Segundo estudos da sociolinguística, o Brasil é um país plurilíngue, formado por línguas de diversas etnias, tanto de seus povos de origem indígena, com mais de duzentas e setenta e quatro línguas autodeclaradas, como também por línguas de povos imigrantes, formando esses, um grupo de cinquenta e seis línguas. 

Mas não para por aí. O Brasil também é formado por línguas de comunidades quilombolas, comunidades ciganas, línguas de contextos relacionados à fronteira, que no caso do Brasil, em sua maioria de língua espanhola, comunidades de refugiados e, além dessas, línguas de sinais, que não se restringe somente à língua brasileira de sinais, mas também em língua indígena de sinais. 

Há, no Brasil, uma quantidade específica de línguas “autodeclaradas”. No entanto, línguas “oficializadas” existem menos. Atualmente são doze línguas, sendo oito indígenas e quatro de origem imigrante. Com o paralelo exposto, é possível percebermos a importância e a vastidão das línguas indígenas no país, pois até podem não formar o grupo de línguas mais faladas, devido a quantidade per capita de falantes, mas constituem, sem dúvida, o grupo de maior diversidade, havendo então o entendimento de que há mais línguas indígenas do que línguas imigrantes. 

Das línguas brasileiras de imigração temos uma em específico que se destaca no sul do país, o Hunsrückisch, que é uma variação do idioma alemão, introduzida pelos imigrantes e cultivada até o momento por comunidades descendentes desses.
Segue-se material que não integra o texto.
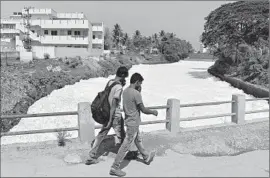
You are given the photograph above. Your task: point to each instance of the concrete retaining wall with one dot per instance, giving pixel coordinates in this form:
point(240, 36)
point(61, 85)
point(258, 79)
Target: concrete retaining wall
point(248, 88)
point(71, 52)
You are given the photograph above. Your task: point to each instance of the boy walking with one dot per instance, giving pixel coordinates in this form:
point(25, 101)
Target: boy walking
point(132, 105)
point(116, 121)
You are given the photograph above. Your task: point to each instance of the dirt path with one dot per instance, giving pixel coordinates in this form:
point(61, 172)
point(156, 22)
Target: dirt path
point(172, 164)
point(175, 155)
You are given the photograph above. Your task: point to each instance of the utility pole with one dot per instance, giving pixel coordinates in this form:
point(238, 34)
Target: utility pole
point(27, 39)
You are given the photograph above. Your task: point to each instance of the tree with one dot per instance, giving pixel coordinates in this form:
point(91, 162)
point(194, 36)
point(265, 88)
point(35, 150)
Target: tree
point(108, 41)
point(124, 39)
point(137, 39)
point(161, 33)
point(117, 35)
point(236, 23)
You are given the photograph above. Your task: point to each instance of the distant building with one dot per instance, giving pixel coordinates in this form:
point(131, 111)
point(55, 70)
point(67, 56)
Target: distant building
point(57, 34)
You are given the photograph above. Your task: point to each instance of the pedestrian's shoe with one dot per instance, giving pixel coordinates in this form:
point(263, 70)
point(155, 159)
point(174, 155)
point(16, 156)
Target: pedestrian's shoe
point(117, 172)
point(91, 161)
point(150, 158)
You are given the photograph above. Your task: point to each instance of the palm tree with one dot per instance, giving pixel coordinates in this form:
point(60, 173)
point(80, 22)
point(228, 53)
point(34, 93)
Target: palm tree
point(117, 35)
point(161, 33)
point(124, 39)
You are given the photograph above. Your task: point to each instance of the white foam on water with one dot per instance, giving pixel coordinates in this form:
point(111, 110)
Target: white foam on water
point(185, 80)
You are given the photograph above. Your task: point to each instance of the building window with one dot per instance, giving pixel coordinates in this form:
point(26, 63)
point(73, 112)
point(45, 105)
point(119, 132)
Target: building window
point(54, 33)
point(77, 33)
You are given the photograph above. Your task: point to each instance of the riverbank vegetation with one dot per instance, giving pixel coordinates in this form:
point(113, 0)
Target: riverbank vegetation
point(238, 35)
point(164, 43)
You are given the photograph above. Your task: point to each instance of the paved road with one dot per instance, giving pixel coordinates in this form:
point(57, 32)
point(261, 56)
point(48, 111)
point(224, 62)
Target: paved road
point(171, 164)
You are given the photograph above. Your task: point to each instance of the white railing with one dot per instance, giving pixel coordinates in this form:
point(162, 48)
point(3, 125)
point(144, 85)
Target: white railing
point(97, 41)
point(70, 15)
point(40, 11)
point(6, 30)
point(10, 21)
point(61, 23)
point(97, 28)
point(63, 40)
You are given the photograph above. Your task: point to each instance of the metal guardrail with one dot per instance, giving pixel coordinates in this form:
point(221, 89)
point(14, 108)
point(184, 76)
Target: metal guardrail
point(142, 123)
point(257, 99)
point(206, 117)
point(39, 115)
point(205, 104)
point(38, 131)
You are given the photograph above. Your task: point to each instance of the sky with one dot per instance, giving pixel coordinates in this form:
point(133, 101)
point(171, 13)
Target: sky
point(184, 18)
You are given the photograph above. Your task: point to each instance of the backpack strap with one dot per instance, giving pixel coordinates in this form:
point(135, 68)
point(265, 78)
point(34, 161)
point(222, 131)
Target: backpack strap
point(112, 85)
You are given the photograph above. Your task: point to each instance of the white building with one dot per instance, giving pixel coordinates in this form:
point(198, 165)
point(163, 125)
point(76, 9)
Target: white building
point(203, 50)
point(58, 34)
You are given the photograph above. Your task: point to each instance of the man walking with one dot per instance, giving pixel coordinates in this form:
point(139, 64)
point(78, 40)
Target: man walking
point(132, 104)
point(116, 120)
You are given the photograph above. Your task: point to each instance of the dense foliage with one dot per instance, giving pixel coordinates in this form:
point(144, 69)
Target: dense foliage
point(238, 34)
point(172, 48)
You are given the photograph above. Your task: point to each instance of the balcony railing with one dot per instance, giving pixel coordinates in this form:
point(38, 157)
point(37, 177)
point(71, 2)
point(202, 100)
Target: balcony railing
point(40, 11)
point(70, 15)
point(64, 40)
point(97, 28)
point(61, 23)
point(6, 30)
point(97, 41)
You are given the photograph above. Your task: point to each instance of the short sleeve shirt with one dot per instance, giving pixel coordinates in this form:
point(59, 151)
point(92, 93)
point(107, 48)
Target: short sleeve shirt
point(116, 93)
point(131, 100)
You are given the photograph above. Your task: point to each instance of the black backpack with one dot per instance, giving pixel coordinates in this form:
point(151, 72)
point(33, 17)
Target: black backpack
point(100, 107)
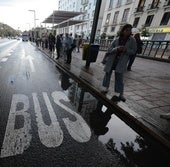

O idioma local também é valorizado na escola e ensinado de uma maneira que as crianças entendam que o hunsrückisch não é o mesmo alemão “standard”, falado atualmente na Alemanha, mas sim uma variedade dele, com características agregadas do português brasileiro e outros idiomas, indígenas e imigrantes.

Dos apontamentos acerca da sociolinguística de contato, fica evidente que o Brasil é um país de uma vasta diversidade de línguas, das quais sua maioria é indígena, e posteriormente imigrante. Os idiomas indígenas são maioria, no entanto, quem faz uso é minoria. Os idiomas estrangeiros são minorias, e quem faz uso é a maioria.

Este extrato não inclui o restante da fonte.